CHAPTER XV

Suddenly in the midst of the most violent and the most thwarted passion come moments, when a man believes that he is in love no longer—as it were a spring of fresh water in the middle of the sea. To think of his mistress is no longer very much pleasure, and, although he is worn-out by the severity of her treatment, the fact that everything in life has lost its interest is a still greater misery. After a manner of existence which, fitful though it was, gave to all nature a new aspect, passionate and absorbing, now follows the dreariest and most despondent void.

It may be that your last visit to the woman, whom you love, left you in a situation, from which, once before, your imagination had gathered the full harvest of sensation. For example, after a period of coldness, she has treated you less badly, letting you conceive exactly the same degree of hope and by the same external signs as on a previous occasion—all this perhaps unconsciously. Imagination picks up memory and its sinister warnings by the way, and instantly crystallisation[1] ceases.

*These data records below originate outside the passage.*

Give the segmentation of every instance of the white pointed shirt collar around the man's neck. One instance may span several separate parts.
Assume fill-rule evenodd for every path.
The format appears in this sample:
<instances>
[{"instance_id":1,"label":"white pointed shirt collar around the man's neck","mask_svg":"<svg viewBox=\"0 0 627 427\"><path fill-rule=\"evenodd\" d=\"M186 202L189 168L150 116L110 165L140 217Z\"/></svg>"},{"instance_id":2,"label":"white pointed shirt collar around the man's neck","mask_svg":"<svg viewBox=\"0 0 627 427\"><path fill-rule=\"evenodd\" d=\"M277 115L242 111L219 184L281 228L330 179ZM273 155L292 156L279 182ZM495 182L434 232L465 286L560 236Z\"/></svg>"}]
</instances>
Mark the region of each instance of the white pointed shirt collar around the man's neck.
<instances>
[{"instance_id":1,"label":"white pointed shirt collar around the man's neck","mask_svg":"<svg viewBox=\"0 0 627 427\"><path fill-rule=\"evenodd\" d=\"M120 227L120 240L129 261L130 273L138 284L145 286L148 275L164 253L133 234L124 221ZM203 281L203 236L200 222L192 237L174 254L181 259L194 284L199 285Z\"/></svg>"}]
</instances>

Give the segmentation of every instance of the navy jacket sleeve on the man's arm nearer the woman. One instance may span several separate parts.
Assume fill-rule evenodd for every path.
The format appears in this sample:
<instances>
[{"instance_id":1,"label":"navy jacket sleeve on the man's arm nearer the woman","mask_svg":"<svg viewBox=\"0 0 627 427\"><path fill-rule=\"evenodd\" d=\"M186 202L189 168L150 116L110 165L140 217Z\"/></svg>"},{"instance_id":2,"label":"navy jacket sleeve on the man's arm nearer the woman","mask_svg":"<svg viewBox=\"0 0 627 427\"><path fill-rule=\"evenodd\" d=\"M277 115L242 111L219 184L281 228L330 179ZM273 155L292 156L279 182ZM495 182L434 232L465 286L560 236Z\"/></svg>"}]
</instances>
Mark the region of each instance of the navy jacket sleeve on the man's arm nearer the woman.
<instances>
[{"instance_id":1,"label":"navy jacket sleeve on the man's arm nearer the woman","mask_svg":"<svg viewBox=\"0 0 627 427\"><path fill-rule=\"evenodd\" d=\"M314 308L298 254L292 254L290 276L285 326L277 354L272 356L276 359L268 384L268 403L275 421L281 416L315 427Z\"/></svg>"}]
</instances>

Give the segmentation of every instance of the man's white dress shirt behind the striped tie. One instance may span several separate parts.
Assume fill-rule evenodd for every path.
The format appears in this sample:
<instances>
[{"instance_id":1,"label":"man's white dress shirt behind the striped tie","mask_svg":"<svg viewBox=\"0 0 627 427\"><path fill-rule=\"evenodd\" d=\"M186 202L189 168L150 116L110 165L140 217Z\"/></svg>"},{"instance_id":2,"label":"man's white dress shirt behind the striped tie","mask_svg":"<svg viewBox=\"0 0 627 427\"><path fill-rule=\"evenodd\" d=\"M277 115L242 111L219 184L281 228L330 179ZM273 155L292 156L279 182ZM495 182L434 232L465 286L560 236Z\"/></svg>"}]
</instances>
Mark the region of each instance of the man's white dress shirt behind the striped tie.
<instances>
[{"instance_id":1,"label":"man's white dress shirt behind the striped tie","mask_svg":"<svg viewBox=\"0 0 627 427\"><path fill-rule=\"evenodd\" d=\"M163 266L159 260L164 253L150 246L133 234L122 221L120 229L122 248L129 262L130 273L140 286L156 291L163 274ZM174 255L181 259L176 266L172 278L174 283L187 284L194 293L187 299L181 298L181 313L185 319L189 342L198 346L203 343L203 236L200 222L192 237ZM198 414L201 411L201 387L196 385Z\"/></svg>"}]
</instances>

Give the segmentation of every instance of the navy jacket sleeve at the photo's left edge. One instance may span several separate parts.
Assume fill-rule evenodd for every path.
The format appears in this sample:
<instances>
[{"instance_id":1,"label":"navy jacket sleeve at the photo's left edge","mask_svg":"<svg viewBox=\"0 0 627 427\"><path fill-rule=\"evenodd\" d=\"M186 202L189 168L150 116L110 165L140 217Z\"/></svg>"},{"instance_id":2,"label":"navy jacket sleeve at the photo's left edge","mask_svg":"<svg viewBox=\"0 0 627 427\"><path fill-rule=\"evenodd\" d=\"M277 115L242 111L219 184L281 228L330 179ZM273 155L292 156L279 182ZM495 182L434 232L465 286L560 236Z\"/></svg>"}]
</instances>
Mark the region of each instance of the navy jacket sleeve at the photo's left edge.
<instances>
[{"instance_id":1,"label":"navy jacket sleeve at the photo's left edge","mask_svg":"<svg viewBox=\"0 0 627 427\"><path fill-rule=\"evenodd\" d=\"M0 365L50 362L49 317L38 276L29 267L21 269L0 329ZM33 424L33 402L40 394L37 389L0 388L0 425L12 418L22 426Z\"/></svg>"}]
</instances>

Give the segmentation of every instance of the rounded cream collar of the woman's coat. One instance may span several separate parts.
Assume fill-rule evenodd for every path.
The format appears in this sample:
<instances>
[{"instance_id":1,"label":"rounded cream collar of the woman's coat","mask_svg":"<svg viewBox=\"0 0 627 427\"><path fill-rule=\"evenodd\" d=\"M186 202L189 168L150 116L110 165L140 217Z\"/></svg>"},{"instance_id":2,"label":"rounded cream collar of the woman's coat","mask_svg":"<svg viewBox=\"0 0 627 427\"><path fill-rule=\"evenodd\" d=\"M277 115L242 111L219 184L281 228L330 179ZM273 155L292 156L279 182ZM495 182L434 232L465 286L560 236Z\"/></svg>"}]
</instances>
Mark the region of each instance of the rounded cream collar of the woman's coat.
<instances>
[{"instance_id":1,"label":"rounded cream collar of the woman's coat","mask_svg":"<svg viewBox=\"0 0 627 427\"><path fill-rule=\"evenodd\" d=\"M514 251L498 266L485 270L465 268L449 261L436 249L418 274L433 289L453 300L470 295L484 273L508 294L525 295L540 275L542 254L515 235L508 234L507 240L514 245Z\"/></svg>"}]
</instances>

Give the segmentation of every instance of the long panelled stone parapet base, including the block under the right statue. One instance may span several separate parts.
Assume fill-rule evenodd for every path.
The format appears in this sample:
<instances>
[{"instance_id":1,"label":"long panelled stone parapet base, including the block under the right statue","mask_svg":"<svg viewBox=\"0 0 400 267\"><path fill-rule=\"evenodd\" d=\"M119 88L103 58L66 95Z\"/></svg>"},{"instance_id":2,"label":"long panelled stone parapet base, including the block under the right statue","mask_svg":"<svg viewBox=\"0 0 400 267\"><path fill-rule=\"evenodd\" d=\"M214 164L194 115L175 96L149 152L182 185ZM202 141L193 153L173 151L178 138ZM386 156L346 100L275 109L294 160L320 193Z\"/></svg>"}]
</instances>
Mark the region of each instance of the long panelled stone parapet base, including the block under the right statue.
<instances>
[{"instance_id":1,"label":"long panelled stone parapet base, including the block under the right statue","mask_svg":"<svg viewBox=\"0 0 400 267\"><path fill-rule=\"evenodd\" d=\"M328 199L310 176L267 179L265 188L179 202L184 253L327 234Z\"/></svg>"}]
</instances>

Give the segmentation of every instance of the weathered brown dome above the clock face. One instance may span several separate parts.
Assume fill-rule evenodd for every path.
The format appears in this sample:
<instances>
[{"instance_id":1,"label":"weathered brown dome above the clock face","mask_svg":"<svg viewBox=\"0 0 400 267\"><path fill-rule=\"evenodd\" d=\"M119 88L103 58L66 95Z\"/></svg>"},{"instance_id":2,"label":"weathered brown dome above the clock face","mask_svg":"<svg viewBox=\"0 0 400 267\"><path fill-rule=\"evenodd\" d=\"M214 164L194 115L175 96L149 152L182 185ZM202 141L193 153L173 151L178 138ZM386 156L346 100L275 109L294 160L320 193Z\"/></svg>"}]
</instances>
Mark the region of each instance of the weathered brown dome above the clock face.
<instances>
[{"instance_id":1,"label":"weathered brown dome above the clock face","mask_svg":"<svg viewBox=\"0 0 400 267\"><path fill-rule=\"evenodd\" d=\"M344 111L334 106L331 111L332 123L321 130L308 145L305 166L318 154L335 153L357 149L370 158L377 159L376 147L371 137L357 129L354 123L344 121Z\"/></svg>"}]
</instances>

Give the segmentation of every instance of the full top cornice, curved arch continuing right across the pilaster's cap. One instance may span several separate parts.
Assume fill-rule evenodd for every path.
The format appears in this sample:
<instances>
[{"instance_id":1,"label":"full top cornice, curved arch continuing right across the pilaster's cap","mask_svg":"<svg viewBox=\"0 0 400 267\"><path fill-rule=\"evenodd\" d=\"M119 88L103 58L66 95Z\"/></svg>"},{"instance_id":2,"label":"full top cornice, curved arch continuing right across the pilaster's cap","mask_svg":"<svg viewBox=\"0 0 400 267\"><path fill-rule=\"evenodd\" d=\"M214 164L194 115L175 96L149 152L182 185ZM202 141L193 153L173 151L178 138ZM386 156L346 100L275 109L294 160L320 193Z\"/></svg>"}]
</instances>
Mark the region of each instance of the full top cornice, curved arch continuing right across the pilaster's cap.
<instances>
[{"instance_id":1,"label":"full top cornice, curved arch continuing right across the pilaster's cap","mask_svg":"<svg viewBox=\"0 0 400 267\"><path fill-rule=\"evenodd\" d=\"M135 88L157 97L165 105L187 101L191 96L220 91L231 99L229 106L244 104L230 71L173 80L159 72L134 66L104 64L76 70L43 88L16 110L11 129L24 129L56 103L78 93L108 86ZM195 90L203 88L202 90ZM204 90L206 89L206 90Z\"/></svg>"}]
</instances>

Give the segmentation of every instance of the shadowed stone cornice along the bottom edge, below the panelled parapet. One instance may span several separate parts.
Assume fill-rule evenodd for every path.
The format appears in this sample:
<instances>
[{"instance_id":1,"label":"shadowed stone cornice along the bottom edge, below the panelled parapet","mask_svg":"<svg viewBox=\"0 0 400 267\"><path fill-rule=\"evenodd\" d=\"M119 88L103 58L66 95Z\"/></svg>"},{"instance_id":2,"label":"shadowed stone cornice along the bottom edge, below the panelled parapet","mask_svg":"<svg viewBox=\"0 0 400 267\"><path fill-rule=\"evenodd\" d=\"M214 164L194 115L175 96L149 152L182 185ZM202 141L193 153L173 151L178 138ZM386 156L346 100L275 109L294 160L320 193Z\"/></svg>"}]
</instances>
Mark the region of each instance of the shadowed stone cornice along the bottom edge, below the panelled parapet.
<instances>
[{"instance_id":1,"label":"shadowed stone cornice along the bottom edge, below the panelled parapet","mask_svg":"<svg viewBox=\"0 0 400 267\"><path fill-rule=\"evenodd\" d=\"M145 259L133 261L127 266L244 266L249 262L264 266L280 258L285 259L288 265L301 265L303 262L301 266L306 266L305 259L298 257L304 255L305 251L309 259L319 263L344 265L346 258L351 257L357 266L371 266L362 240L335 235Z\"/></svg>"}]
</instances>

[1] First, I am advised to cut out this word; next, if I fail in this for want of literary power, to repeat again and again that I mean by crystallisation a certain fever in the imagination, which transforms past recognition what is, as often as not, a quite ordinary object, and makes of it a thing apart. A man who looks to excite this fever in souls, which know no other path but vanity to reach their happiness, must tie his necktie well and constantly give his attention to a thousand details, which preclude all possibility of unrestraint. Society women own to the effect, denying at the same time or not seeing the cause.